Tuesday, September 2, 2014
7

The American Recovery

NEWPORT BEACH – The United States has gone through an arduous period of intervention and rehabilitation since the global financial crisis in 2008 sent it to the economic equivalent of the emergency room. It moved from the intensive-care unit to the recovery room and, just recently, was discharged from the hospital. The question now is whether the US economy is ready not just to walk, but also to run and sprint. The answer will powerfully influence global economic prospects.

It is easy to forget how critical things were back in the fourth quarter of 2008 and the first quarter of 2009. Having suffered what economists call a “sudden stop,” many parts of the US economy were imploding or had ceased to function – to extend the medical metaphor, even the most vital organs were threatened.

Economic activity collapsed and unemployment surged. Credit stopped flowing. Banks were on the verge of bankruptcy and nationalization. International trade was disrupted. Income and wealth inequalities worsened. And a general sense of fear and uncertainty inhibited the few healthy parts of the economy from engaging in meaningful hiring, investment, and expansion.

Parlous conditions required dramatic measures.

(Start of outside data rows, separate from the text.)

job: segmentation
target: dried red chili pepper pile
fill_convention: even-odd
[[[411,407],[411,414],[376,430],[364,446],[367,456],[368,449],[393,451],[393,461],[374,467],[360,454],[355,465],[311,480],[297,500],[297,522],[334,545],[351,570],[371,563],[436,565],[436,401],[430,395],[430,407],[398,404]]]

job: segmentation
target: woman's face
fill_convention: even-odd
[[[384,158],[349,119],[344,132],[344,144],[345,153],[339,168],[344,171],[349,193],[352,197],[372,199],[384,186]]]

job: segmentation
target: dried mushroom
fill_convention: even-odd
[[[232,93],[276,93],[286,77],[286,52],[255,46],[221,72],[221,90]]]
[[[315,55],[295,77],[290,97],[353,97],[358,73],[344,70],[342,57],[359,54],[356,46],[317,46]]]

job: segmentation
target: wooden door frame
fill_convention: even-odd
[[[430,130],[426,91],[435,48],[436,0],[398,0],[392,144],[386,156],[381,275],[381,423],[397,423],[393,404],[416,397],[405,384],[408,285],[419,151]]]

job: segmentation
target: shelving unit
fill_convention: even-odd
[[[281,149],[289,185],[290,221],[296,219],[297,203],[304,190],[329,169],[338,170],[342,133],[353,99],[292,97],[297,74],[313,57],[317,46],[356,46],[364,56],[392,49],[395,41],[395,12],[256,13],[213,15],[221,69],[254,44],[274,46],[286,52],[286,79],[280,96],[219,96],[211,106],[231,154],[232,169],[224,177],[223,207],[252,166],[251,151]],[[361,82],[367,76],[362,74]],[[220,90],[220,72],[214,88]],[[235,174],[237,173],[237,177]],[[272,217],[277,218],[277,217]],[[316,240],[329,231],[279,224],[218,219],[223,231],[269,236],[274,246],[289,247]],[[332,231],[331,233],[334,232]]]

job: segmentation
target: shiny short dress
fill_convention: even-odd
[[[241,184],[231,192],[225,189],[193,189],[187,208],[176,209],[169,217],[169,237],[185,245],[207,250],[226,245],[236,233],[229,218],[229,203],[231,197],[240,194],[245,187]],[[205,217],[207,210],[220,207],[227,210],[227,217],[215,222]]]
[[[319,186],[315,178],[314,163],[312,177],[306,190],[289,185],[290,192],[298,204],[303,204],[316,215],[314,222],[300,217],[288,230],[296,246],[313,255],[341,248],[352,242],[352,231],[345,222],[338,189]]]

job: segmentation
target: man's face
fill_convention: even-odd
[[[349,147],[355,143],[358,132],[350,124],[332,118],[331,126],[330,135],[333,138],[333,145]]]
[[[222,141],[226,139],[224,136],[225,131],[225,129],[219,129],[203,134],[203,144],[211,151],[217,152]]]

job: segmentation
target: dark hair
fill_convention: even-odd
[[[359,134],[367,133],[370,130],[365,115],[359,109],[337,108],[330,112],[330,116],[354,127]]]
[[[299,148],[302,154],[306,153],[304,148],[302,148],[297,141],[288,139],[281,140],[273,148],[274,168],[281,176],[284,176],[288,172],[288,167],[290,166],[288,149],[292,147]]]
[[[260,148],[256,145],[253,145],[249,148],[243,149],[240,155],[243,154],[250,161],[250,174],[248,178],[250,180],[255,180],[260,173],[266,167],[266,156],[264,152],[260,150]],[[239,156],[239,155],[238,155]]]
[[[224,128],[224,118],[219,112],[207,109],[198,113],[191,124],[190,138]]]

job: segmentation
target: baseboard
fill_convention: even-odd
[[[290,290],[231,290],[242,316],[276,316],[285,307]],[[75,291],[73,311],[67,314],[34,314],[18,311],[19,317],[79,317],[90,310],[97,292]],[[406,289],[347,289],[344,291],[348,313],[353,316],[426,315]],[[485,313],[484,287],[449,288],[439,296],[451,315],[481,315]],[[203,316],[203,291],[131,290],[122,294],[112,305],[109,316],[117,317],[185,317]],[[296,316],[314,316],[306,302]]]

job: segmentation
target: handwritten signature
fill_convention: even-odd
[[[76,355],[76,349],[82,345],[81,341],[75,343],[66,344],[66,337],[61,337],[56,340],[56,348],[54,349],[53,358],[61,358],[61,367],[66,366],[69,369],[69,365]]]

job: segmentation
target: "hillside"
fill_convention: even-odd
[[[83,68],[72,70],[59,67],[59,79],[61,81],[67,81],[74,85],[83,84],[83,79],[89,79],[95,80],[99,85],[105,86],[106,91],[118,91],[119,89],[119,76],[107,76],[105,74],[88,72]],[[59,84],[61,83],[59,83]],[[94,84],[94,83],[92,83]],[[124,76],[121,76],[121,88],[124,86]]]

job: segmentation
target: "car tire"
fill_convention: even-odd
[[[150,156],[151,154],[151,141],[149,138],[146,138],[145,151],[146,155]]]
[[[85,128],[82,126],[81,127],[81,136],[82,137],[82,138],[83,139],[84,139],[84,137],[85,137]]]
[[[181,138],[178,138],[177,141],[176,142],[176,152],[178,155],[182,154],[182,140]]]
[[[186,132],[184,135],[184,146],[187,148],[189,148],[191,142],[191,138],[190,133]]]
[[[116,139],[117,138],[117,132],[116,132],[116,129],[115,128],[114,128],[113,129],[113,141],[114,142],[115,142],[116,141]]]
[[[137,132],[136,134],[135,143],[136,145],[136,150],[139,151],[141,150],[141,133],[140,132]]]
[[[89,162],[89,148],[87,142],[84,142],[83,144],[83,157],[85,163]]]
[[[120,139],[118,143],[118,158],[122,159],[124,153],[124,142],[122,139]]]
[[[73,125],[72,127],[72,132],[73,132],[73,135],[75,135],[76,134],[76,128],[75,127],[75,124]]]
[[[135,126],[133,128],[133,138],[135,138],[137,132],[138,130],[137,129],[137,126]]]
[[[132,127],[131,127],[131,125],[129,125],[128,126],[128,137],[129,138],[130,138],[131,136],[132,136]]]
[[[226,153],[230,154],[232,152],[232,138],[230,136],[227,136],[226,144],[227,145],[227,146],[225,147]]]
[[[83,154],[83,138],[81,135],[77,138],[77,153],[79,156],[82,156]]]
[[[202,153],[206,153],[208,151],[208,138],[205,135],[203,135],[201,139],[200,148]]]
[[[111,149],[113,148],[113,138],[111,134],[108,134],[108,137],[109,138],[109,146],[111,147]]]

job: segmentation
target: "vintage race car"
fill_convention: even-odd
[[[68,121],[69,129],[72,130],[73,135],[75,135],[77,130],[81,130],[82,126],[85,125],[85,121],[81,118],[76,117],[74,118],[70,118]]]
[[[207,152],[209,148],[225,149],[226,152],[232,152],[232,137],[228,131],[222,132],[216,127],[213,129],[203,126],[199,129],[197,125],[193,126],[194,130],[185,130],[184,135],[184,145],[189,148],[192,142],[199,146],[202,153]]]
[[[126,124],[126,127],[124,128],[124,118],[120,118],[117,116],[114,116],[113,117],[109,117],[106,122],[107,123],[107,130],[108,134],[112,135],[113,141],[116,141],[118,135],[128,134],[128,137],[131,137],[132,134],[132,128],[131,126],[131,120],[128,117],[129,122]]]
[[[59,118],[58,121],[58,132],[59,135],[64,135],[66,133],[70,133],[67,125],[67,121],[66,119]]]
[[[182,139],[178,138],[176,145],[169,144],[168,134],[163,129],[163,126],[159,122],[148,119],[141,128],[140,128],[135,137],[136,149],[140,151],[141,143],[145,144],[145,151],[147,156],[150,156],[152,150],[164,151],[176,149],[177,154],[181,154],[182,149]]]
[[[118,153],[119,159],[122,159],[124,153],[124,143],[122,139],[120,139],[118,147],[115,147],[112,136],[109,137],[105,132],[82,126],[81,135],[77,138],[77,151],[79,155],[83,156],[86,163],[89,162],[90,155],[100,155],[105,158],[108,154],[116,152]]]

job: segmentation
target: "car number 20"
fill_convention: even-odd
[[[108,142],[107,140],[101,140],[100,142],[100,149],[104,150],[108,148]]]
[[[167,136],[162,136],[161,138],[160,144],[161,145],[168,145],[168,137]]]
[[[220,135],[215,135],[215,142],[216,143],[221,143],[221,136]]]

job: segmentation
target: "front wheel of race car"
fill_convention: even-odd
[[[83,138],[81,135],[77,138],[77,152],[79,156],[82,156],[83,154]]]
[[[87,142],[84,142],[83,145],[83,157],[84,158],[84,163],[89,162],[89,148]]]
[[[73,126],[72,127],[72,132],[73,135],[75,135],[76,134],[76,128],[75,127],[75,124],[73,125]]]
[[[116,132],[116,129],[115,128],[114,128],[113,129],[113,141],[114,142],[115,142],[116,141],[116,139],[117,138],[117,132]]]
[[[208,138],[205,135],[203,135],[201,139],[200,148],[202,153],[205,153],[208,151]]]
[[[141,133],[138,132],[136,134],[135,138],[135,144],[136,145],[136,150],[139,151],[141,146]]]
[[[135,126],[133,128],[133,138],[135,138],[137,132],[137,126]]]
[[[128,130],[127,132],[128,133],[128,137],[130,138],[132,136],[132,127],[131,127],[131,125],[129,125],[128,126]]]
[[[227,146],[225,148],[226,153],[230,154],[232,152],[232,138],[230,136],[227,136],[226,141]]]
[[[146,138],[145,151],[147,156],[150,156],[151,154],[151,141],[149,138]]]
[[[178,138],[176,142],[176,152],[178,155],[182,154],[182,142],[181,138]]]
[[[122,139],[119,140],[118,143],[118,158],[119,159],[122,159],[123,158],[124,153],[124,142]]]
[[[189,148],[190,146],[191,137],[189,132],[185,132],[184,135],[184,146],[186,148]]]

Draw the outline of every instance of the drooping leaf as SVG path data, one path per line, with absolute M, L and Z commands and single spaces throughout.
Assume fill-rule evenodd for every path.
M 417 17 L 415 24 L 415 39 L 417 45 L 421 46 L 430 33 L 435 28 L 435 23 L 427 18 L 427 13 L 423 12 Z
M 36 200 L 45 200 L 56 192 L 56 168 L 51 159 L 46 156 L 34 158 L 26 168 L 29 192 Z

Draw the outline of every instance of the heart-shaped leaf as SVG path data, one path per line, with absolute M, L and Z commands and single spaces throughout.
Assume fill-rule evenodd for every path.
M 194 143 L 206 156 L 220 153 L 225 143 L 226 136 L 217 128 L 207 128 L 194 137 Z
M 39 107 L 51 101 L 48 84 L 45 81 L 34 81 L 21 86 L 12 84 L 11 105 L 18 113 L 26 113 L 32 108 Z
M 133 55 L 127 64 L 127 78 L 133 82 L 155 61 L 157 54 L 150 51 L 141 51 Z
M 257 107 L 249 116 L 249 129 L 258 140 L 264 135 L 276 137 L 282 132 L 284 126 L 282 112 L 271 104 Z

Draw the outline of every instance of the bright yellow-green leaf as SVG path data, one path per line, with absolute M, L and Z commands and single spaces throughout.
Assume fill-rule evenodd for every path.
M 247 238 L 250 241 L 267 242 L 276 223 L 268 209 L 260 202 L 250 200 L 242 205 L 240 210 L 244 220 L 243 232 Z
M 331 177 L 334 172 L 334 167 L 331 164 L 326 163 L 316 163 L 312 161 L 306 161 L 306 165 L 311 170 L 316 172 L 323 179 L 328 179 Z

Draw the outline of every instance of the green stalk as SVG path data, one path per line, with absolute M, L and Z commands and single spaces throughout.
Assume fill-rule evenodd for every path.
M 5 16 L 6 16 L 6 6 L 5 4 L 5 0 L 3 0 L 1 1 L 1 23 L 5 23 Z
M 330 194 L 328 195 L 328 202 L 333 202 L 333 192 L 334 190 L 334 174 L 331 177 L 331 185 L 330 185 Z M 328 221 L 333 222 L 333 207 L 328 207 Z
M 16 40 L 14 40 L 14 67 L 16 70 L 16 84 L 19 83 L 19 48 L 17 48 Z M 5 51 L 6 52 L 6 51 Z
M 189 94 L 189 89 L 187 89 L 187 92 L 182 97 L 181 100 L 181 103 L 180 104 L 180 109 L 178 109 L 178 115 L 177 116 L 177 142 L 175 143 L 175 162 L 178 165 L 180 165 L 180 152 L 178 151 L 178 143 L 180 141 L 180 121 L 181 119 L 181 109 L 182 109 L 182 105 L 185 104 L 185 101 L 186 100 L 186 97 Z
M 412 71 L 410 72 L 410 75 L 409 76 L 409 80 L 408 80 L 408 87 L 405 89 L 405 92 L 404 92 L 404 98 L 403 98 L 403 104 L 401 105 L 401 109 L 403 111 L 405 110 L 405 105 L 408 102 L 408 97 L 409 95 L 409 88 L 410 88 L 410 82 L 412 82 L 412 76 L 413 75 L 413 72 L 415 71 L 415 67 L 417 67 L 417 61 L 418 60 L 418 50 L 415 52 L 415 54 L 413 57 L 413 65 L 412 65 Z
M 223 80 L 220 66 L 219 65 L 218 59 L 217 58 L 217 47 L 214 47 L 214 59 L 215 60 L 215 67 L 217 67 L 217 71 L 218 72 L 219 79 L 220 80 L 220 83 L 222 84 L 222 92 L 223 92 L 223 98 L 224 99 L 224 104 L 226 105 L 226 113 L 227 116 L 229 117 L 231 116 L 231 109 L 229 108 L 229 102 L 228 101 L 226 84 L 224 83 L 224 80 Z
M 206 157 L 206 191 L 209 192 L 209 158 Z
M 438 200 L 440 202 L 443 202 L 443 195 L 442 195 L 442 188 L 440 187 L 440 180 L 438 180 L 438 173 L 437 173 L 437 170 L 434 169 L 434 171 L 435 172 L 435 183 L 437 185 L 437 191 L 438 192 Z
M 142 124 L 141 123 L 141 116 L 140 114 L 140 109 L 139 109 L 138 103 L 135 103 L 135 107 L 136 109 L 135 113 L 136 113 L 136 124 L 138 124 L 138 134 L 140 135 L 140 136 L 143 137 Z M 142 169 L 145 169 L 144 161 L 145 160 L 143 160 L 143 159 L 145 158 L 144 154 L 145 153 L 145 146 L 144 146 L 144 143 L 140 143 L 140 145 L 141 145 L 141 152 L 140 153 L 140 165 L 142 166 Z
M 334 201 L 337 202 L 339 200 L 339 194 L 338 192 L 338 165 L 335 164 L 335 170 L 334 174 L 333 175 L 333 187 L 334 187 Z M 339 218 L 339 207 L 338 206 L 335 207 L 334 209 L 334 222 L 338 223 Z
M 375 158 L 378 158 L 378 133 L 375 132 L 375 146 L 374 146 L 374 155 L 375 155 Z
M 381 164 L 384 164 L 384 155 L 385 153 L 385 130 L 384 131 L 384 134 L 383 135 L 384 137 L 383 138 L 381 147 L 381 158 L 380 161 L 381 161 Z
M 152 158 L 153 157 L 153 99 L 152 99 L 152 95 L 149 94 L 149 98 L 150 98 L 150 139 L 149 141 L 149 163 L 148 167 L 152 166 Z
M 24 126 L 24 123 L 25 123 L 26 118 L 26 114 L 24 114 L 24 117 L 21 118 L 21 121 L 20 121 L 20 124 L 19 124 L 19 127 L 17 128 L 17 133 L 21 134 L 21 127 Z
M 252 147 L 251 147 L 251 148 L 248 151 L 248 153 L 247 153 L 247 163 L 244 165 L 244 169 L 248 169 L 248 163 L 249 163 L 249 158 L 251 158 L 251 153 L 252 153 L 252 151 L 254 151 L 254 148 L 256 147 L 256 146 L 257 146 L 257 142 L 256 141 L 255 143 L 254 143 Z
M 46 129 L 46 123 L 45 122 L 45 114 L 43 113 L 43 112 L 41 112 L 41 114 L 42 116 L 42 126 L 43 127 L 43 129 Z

And that is what the economy got in the form of unprecedented fiscal stimulus and unthinkable policy activism on the part of the US Federal Reserve.

As they intervened, American policymakers consulted closely with their counterparts around the world, urging them to take supportive steps. And they did, culminating in one of the most successful periods of global policy coordination in history, involving both advanced and emerging economies.

For many, the global economic summit held in London in April 2009 marks the point when the US economy turned the corner. The change was so notable that many policymakers fell into the trap of projecting a quick rebound, especially given America’s prior history of economic dynamism and resilience, only to be humbled by what has proven to be a protracted and complex process of recovery. Even today, that process highlights the scale and scope of the economy’s structural weaknesses.

Having reduced the risk of a relapse into recession, the US economy is able now to move on its own power, though gingerly. The horrific collapse in the labor market has given way to consistent monthly employment gains, albeit less than what is needed for a full recovery. Manufacturing activity has picked up, helped by a surge in exports. The housing sector seems to be finding a tentative bottom (though housing finance remains incoherent). Consumers have better access to credit. And, sensing all of this, companies are beginning to deploy the massive precautionary cash balances that they have accumulated.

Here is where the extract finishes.